Five straight conference losses tends to dull the enthusiasm of many football fans. Even with a victory today against archrival Missouri, the Jayhawk football team’s chances for a post-season bowl appearance are in doubt. If they are invited, it certainly won’t be for a marquee event.
Then there’s the controversy swirling around Coach Mark Mangino based on reports of verbal abuse of his players. If Mangino survives at KU, there are real questions about the impact the current flap will have on his ability to recruit top athletes. If Mangino leaves KU, it’s highly unlikely that a top-notch coach could be recruited quickly enough to have any impact on the tight deadline athletic department officials face for making a decision on whether to go ahead with plans to have the new 3,000-seat Gridiron Club completed by the start of next season.
Kansas Athletics needs donations totaling at least $34 million to move forward on the project.

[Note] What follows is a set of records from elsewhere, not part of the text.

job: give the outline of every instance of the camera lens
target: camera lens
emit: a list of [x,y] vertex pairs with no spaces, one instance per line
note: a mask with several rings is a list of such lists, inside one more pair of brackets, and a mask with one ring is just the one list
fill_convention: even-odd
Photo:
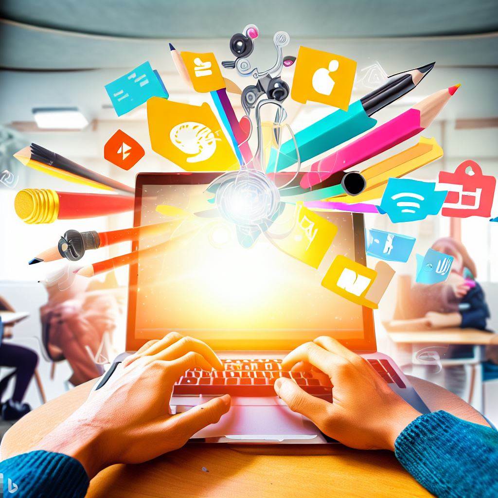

If the Gridiron Club is to be ready by next fall, athletics officials will have to decide by the end of this year whether to move ahead with construction. They say they remain confident they can meet that goal, but time obviously is growing short.
The Gridiron Club clearly isn’t for everyone. Membership in the club costs from $25,000 per seat for five years up to $105,000 per seat for 30 years. One local alumnus did the math and figured out that even buying in at the lowest level, he would be paying about $1,000 per game for the membership, which includes a seat, parking and food.
The big selling point, athletics officials say, is that the memberships will be an asset that the members own and can trade or sell at any price. The only problem is that it’s pretty hard to predict at this point exactly how valuable an asset a Gridiron Club membership will be in five or 30 years. If KU has one of the top teams in the nation, memberships may be a valuable commodity. If not, well, fans had better hope they really enjoyed games that they paid $1,000 or more to see.
Regardless of the team’s record or the controversy surrounding Mangino, there’s also the matter of the economy. Even for dyed-in-the-wool Jayhawk football fans, there comes a time when amateur intercollegiate sports must take a back seat to other, far more important, needs.
Added to this is the growing general disgust with the manner in which KU Athletic Director Lew Perkins has orchestrated the Mangino inquisition. This has not reflected well on the university, the athletics department or Perkins.
Former KU great Gale Sayers was brought in to lead the fundraising drive for the Gridiron Club. He is a tremendous representative of KU, but it is clear he is being used to sell the costly project. He and another former KU great, John Hadl, who has raised the bulk of the millions of dollars for the recent costly construction of athletics facilities at KU, should not be blamed if the Gridiron project is either delayed or falls flat and is canceled. If the millions of dollars do not pour in for the project, it won’t be their fault but rather a combination of factors cited above plus the growing unfavorable attitude about the manner in which the athletics department has conducted its affairs.
The original plan for the Gridiron Club was that it would raise enough money not only for itself but to fund a $25 million “Olympic Village” development for nonrevenue sports and contribute more than $40 million toward KU academic programs. As others have pointed out, if fundraising for the club falls short, it’s a pretty safe bet that the village and academic funding will be the first victims.
In fact, that may be about the safest bet involved with an investment in the Gridiron Club. Although everyone wishes the KU football program all the best in the years to come, investing large sums of money in a club membership whose value depends on the team’s future success doesn’t really seem all that safe right now.